Agora que estou de férias, vejo sempre, da janela da minha casa, uma história diária, aos quadradinhos, nas traseiras dos prédios que ficam voltados para o meu. É uma enorme geografia social.
Vejo um casal de homossexuais que tem um frigorífico amarelo;
Uma mulher solitária que passa o tempo a espreitar pelas cortinas;
A casa do rés-do-chão, onde cães e gatos coabitam, indiferentes uns aos outros;
A roupa do rebento do casal jovem a crescer no estendal;
A palmeira que já chega à varanda do segundo andar;
A adolescente rebelde que fuma às escondidas, como se ninguém a visse. É tão inocente a adolescência! E cega!;
As luzes de vários tons que acendem a noite;
Os tapetes estendidos nas manhãs de sábado…

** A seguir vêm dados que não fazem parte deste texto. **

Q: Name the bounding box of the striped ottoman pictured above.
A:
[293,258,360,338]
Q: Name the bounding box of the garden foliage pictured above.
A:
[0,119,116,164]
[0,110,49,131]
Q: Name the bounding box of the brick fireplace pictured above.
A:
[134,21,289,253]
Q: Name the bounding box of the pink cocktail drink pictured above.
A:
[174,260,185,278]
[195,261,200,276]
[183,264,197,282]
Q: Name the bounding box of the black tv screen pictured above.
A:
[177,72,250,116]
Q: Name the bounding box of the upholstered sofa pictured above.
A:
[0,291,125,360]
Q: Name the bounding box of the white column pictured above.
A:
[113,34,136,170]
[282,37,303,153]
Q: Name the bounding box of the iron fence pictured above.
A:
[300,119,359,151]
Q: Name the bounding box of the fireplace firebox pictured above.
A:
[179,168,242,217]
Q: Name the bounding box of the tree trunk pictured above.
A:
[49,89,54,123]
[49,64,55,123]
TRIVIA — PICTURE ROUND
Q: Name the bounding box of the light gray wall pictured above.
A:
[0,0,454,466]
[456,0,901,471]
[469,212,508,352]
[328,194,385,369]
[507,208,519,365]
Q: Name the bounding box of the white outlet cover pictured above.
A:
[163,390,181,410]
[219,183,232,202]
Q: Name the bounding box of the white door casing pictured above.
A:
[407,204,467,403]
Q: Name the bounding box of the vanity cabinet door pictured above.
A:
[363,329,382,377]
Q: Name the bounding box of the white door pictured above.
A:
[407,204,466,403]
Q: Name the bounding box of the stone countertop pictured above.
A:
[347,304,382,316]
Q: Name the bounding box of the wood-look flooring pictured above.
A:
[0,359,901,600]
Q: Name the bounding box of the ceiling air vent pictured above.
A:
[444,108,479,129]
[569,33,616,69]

Os meus olhos de criança provinciana, outrora cheios de sol e de campos a perder de vista, assim que passava do Santo António, ou do jardim, pelas areias fora, olhando os pássaros nos algueiros e as estrelas que enchiam as noite do céu, enchem-se agora daqueles rituais, daquela paisagem urbana, afundada no meio do betão, onde as pessoas se amontoam por cima umas das outras e assinalam a sua presença a estender e a apanhar roupa, a abrir e fechar janelas…
Os meus olhos pousam agora naqueles retalhos de existências atarefadas, quase esquecidos da cara redonda da lua… Fecho a janela e recolho-me, cúmplice. E fico a pensar que também envelheço.